When to seriously consider a job change:

  • Your annual raise is below 2% and market rates for your role are 15%+ higher
  • Your projected salary in 10 years falls below current market rate for your role
  • The salary growth simulator shows your income trailing inflation over the next decade

The Timefair Salary Growth Simulator lets you enter a "post-job-change" salary to compare the two paths side by side.

If you want to check whether your total hourly compensation is competitive (accounting for overtime), use the Hourly Rate Calculator. Knowing your effective hourly rate, not just your headline salary, often changes the picture.

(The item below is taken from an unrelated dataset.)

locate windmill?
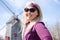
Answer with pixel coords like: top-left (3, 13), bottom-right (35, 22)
top-left (0, 0), bottom-right (22, 40)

If you're in Japan and want to verify your overtime pay is being calculated correctly, the Overtime Pay Calculator can help you confirm whether you're receiving what you're owed.

Final Thoughts

The average annual salary growth rate is 2–4% depending on country, company size, and industry. Inflation erodes a significant portion of that — which means even "good" raises can feel stagnant.

The Timefair free Salary Growth Simulator makes it easy to see your long-term trajectory and compare it directly with what a job change could deliver. Put in your numbers — then decide whether to stay, negotiate, or move.

FAQ

Q: How do I calculate my salary growth rate?

A: Use the formula: (This Year's Salary − Last Year's Salary) ÷ Last Year's Salary × 100. For example, if you went from $85,000 to $87,500, your growth rate is 2.94%. Enter this into the Timefair Salary Growth Simulator to project your income over 5, 10, or 20 years.

Q: What's the difference between a base pay increase and a merit raise?

A: A base pay increase moves the entire salary scale up — everyone gets it. A merit raise is tied to your individual performance review and is competitive within a fixed budget. Both show up as "raises," but they have different drivers and different implications for negotiation.

Q: Is a 2% annual raise good or bad?

A: It depends on inflation. In a 3–4% inflation environment, a 2% raise is a real-terms pay cut. For your salary to grow in real terms, your raise needs to exceed the inflation rate. Aim for 3%+ to stay ahead. Use the simulator to see what different scenarios look like over 10+ years.

Q: How can I negotiate a higher raise?

A: Research market rates for your role using sites like LinkedIn Salary, Glassdoor, or Levels.fyi. Calculate the gap between your current salary and market rate, and bring that number — not a vague feeling — to your manager. Specific data ("the median for my role in this city is $X, and I'm at $Y") is more actionable than a general request for more money.

Q: Is it better to job-hop for raises or wait for internal promotions?

A: On average, job changes deliver 10–20% salary increases in a single move, while annual raises average 2–4%. If internal raises are below 2% and external opportunities offer 15%+ more, a job change compresses years of incremental growth into one transition. Use the Salary Growth Simulator's job-change comparison feature to see the long-term difference in your specific case.